As a girl, Gaskin “always knew” she wanted to work for the space giant. “Growing up in Houston, TX, around the NASA Johnson Space Center (JSC) had a huge influence on me.”
Today, Gaskin is the NASA appointed Study Scientist for the Lynx X-ray Observatory mission concept. “Lynx is one of four missions being considered for prioritization in the Astrophysics 2020 Decadal. If selected, Lynx would fly after the James Webb Space Telescope and the Wide-Field Infrared Survey Telescope Observatory and would be a follow-on to the Chandra X-ray Observatory. Lynx would be many times more sensitive than Chandra and much more capable.”
After graduating from high school in Houston, Gaskin attended the New Mexico Institute of Mining and Technology on a full scholarship earning a B.S. in Physics and Astrophysics. After graduating, she briefly worked at the NASA JSC as a contractor on orbital debris studies.
When the NASA contract ended, Gaskin began attending Case Western Reserve University where she received an M.S. in Astronomy. Gaskin quickly moved on to UAH, where she earned a PhD in Physics.
“I came to UAH for my doctorate to benefit from the extremely strong physics program, and to work with NASA scientists while I worked on my degree,” said Gaskin. Her doctoral research centered on the development and characterization of a new high-energy detector for astrophysics.
While working on her PhD, Gaskin was awarded a NASA Graduate Student Fellowship.
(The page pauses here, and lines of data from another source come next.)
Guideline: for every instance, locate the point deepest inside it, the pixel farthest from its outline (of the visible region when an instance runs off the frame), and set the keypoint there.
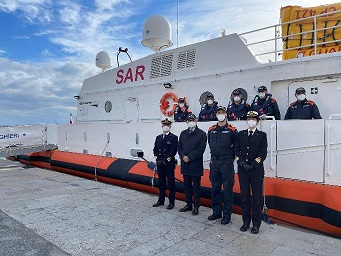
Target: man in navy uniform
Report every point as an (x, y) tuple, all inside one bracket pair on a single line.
[(265, 105), (181, 111), (165, 148), (237, 108), (209, 109), (221, 139), (302, 108), (191, 147), (251, 151)]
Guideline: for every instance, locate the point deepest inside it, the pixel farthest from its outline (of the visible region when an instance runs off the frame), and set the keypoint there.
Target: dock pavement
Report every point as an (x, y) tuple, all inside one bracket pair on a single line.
[(43, 212)]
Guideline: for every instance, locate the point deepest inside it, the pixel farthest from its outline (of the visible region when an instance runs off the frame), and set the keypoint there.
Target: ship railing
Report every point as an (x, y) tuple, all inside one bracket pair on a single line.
[(277, 41)]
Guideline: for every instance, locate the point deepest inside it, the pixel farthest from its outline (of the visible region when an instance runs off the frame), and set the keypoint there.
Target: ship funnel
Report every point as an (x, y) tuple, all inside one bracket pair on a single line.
[(103, 60), (157, 33)]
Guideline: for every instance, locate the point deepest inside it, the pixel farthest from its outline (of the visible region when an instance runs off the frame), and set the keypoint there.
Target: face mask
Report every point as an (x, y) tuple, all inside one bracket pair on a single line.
[(221, 117), (237, 98), (191, 124), (261, 95), (301, 97), (165, 128), (251, 123)]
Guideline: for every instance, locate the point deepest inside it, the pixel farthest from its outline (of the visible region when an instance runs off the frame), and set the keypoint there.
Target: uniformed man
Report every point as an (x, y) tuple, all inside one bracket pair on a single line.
[(165, 148), (237, 108), (181, 111), (209, 109), (251, 151), (265, 105), (191, 147), (302, 108), (221, 139)]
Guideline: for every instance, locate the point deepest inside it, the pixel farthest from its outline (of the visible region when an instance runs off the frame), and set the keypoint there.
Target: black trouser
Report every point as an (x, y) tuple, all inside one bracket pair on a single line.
[(222, 173), (192, 188), (253, 179), (163, 173)]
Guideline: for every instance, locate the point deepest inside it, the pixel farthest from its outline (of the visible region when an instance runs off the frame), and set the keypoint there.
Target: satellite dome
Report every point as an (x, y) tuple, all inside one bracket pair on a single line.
[(157, 33), (103, 60)]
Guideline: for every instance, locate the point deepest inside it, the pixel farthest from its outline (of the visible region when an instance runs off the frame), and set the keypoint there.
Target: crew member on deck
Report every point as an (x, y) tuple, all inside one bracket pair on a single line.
[(191, 148), (265, 105), (181, 111), (237, 108), (221, 139), (302, 108), (165, 148), (209, 109), (251, 151)]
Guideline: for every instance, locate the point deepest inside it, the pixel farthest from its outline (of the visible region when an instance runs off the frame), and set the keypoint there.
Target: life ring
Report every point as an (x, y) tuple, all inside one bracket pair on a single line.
[(168, 103)]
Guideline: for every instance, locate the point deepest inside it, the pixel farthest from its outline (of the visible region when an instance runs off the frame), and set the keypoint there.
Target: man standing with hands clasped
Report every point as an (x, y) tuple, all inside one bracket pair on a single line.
[(191, 147), (251, 151)]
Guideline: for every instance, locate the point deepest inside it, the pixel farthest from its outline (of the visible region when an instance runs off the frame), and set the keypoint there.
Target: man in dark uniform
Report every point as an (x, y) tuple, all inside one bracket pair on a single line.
[(209, 109), (251, 151), (302, 108), (265, 105), (181, 111), (165, 148), (221, 139), (237, 108), (191, 147)]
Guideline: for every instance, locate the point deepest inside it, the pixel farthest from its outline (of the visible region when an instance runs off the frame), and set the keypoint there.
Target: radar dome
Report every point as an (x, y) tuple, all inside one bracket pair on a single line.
[(157, 33), (103, 60)]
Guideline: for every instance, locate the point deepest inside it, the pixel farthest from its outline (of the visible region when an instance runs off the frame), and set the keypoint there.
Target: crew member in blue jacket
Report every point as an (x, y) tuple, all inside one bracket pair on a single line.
[(191, 148), (237, 108), (302, 108), (182, 111), (209, 109), (165, 149), (265, 105)]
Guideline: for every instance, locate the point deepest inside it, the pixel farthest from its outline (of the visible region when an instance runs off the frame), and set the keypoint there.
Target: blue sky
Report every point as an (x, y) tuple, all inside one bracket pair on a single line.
[(47, 48)]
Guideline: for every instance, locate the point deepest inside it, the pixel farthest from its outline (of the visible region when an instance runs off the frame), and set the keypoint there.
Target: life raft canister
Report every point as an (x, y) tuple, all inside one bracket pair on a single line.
[(168, 103)]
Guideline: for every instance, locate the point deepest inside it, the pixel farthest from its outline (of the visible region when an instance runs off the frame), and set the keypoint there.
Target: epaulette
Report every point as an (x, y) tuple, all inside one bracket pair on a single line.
[(212, 127)]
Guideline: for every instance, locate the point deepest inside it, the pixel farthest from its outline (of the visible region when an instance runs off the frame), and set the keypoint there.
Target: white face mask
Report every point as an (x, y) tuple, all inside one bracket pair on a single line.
[(221, 117), (301, 97), (166, 128), (236, 98), (191, 124), (251, 123), (261, 95)]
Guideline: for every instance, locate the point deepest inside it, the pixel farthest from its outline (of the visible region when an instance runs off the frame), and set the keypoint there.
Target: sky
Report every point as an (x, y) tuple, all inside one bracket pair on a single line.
[(48, 47)]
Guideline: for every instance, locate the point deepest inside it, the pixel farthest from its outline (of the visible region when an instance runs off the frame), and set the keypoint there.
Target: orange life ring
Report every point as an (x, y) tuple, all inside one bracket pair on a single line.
[(168, 103)]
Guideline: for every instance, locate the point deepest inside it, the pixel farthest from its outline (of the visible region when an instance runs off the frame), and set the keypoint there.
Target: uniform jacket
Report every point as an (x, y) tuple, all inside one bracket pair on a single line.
[(165, 149), (251, 150), (222, 140), (208, 113), (237, 112), (305, 109), (266, 106), (193, 145)]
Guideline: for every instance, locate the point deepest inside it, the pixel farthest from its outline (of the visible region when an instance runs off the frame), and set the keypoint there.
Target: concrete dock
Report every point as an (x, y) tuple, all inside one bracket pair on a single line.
[(44, 212)]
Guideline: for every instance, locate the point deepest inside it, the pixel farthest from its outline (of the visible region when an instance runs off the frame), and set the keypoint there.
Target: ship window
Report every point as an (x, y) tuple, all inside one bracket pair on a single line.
[(108, 106)]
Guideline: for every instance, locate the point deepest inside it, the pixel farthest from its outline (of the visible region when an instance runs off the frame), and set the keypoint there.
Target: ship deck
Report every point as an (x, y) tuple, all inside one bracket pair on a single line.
[(44, 212)]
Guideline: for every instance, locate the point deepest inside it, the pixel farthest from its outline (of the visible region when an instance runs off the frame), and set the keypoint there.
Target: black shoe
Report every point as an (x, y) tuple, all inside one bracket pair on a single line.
[(214, 216), (254, 230), (244, 228), (186, 208), (195, 211), (225, 220), (170, 206), (157, 204)]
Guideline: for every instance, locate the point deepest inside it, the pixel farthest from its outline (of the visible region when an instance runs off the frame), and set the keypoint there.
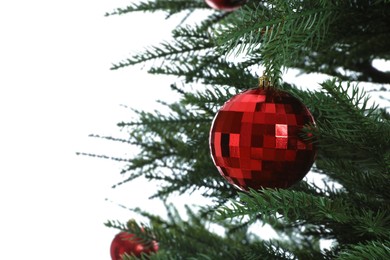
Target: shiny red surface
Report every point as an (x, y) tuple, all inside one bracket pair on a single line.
[(256, 140), (225, 5), (126, 243)]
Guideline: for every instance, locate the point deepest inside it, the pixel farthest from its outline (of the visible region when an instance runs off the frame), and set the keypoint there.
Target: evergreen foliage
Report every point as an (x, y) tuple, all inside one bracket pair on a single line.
[(221, 55)]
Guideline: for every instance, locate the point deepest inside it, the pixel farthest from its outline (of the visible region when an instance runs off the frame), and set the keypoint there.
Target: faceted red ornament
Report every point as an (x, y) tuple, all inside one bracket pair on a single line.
[(126, 243), (256, 140), (225, 5)]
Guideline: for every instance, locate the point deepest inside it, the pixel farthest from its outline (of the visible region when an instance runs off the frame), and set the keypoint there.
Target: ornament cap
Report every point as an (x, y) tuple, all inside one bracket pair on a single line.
[(264, 81)]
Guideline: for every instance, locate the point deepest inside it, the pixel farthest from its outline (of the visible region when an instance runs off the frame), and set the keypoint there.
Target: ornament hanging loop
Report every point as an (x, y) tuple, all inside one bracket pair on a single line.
[(264, 81)]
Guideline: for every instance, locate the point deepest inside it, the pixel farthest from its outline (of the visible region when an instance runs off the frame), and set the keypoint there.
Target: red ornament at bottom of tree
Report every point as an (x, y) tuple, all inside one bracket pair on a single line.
[(127, 243), (225, 5), (256, 140)]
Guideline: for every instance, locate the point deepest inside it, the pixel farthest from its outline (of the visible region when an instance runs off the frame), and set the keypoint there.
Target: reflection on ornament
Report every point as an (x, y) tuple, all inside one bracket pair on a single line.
[(256, 140), (127, 243)]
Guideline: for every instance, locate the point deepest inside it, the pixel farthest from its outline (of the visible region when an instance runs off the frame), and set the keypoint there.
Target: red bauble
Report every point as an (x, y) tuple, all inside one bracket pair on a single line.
[(127, 243), (256, 140), (225, 5)]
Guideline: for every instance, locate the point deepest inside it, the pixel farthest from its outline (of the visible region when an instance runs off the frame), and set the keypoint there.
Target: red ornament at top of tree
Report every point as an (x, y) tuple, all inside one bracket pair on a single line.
[(127, 243), (256, 139), (225, 5)]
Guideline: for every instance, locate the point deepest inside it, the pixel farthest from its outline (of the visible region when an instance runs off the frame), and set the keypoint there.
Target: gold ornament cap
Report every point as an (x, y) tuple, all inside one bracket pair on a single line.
[(264, 81)]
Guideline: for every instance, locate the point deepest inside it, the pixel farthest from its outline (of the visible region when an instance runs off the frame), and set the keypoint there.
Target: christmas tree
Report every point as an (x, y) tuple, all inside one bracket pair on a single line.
[(220, 49)]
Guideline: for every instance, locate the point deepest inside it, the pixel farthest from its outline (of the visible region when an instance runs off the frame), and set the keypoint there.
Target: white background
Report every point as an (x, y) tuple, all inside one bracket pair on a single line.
[(56, 89)]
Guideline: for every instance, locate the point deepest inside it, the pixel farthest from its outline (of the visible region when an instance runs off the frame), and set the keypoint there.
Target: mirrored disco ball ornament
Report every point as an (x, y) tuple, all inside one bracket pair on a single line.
[(256, 139)]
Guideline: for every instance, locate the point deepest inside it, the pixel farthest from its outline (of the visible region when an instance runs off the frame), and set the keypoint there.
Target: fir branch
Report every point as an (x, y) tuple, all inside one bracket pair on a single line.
[(292, 205), (167, 51), (369, 250)]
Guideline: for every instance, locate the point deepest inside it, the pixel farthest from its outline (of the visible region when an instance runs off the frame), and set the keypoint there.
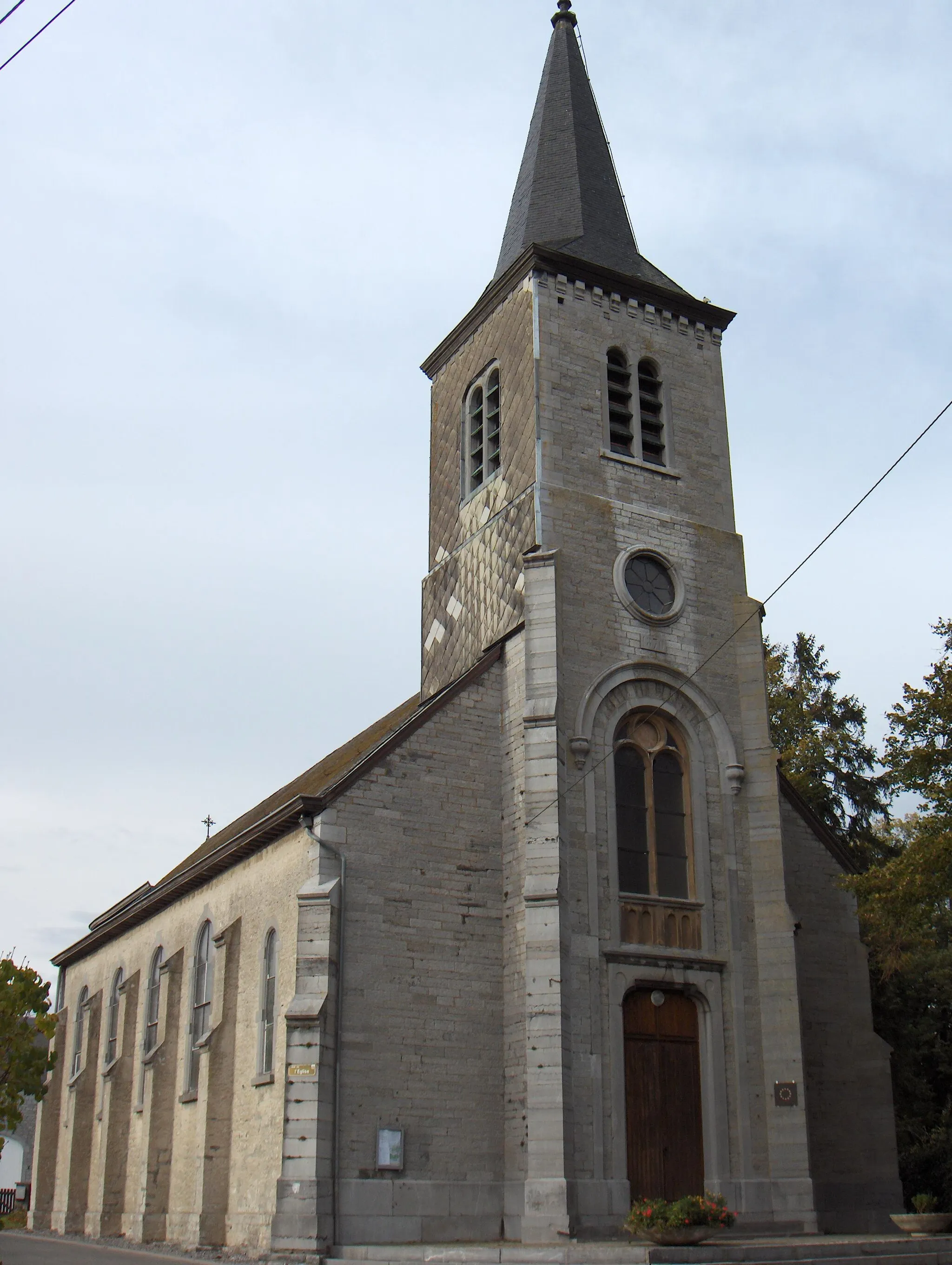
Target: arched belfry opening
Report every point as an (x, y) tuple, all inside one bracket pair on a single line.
[(663, 1095)]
After earning her degree, she became a NASA postdoctoral student and then a Federal Career Intern, before being hired as a tenured Civil Servant at NASA Marshall Space Flight Center.
She remembers her time at UAH as extremely valuable. “I was given the opportunity to explore different research topics in astrophysics, and take courses in other areas of interest like Materials Science,” she added. “I apply the knowledge obtained at UAH to my job on a daily basis. UAH provided me with the foundation I needed to work and thrive at NASA MSFC.”
Two university professors stand out clearly in her mind as she recalls her graduate school days, Dr. Don Gregory (Distinguished Professor of Physics, and Dr. Yoshi Takahashi (Professor of Astrophysics). “Dr. Gregory specifically influenced my career path,” said Gaskin. “I am extremely grateful for their guidance throughout my time at UAH. And, Dr. Bill Paciesas, who at the time was UAH staff, also played a significant role,” she said.
Gaskin’s favorite experiences at the university also include UAH and NASA MSFC having “a great symbiotic relationship, which allowed me to work at MSFC while I was a student. I was able to gain practical work experience in a realistic environment.”
In addition to Gaskin’s responsibilities for the Lynx X-ray Observatory mission concept, she develops high-energy instrumentation, not necessarily limited to astrophysics. She is also working on developing planetary instruments for eventual operation on the Moon or Mars.
The secret for the successful career woman, wife and mother handling a great deal of stress on a daily basis can be summed up in three words: “It’s a challenge.”
Gaskin is married to Dr. Valentin Korman and she is the mother of three boys: Peter, 8; William, 10; and Jacob, 11.
“I involve my sons in everything I do. I make sure that they know the value of working hard, without sacrificing family and that family always comes first,” she said. “They understand the implications of the projects that I am working on, and understand the constant change in schedule. My husband also takes a huge part of the load, and even though he has a full-time job as well – we work together to find balance.”
Gaskin serves as an Associate Editor for the Journal of Astronomical Instrumentation, World Scientific, and International Publication, and was a member of NASA Balloon Working Group. Additionally, she enjoys mentoring students of all ages and has mentored a UAH Undergraduate Research Instrument Program team. She has been an advisor to several doctoral students and has spoken at middle schools and to many groups of students with a focus on women in the STEM (Science, Technology, Engineering, Mathematics) fields.
Gaskin’s advice to college-bound students — especially young women considering a career in the field of engineering and aerospace is priceless.
“If there is something that you are passionate about, don’t give up. Follow your dreams and be persistent. Don’t let others tell you what you can and can’t do or what you should or shouldn’t do (including me),” said Gaskin. “Start as early as possible, working with the people who do what you think you want to do so that you can also get that necessary real-life experience. Finally, it is ok to fail sometimes. It can make you stronger.”